A lot of companies that looked like no-brainers earlier this year are starting to look a lot more like head-scratchers.

Esterline Technologies (NYSE:ESL) is a great example. Back in March, the specialty manufacturer of aerospace and defense equipment had some investors salivating over its ludicrously low valuations. Esterline makes everything from GPS systems to sensors for jet engines to combustible mortar casings -- and that's only the tip of the iceberg for mission-critical defense, military aerospace, and civilian avionics applications.

Then and now
On Thursday, the company beat Wall Street estimates for sales and profits for its fiscal fourth quarter. That showing was partly due to strong performance from its Canadian avionics operation, which benefited from its new military trainer cockpit as well as retrofits to the iconic Lockheed Martin-designed (NYSE:LMT) C-130 cargo plane.

Revenue came in at $394.7 million, which was 2.4% lower than a year ago, and earnings from continuing operations fell from $1.38 to $1.26 per share, even including a year-end tax benefit.

Navigating the fog
You may never have heard of Esterline, but its primary buyers should ring a bell: Boeing (NYSE:BA), Honeywell (NYSE:HON), and the U.S. Department of Defense are among its largest customers.

If you're not impressed by Esterline's clientele, you might still appreciate the value its shares offer. The company's stock trades at roughly 12 times its trailing 2009 full-year earnings from continuing operations. And analysts -- who've underestimated Esterline's results two quarters in a row now -- are predicting earnings growth of 13% for the company over the next five years.

Brass tacks
Management's guidance range of $3.20 to $3.45 per share for the next fiscal year gives the company a forward P/E range between 12 and 13. That's not nearly as attractive as its single-digit multiples from nine months ago, but it's still attractive for a company with a debt-to-equity ratio of less than 0.5 and nearly $6 in cash per share.
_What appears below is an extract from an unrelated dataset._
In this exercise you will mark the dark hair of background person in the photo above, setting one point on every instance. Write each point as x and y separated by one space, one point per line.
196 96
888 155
Still, if you think private spending will remain tight and public criticism of what some see as out-of-control government spending will be too difficult for lawmakers to ignore, then you probably expect lowered demand for Esterline's services from companies like Northrop Grumman (NYSE:NOC), Siemens (NYSE:SI), and General Electric (NYSE:GE). That could hurt the shares in the near future. But if you think the company's long-term prospects are good, that might well just be the second chance you've been waiting for. In other words, keep your powder dry.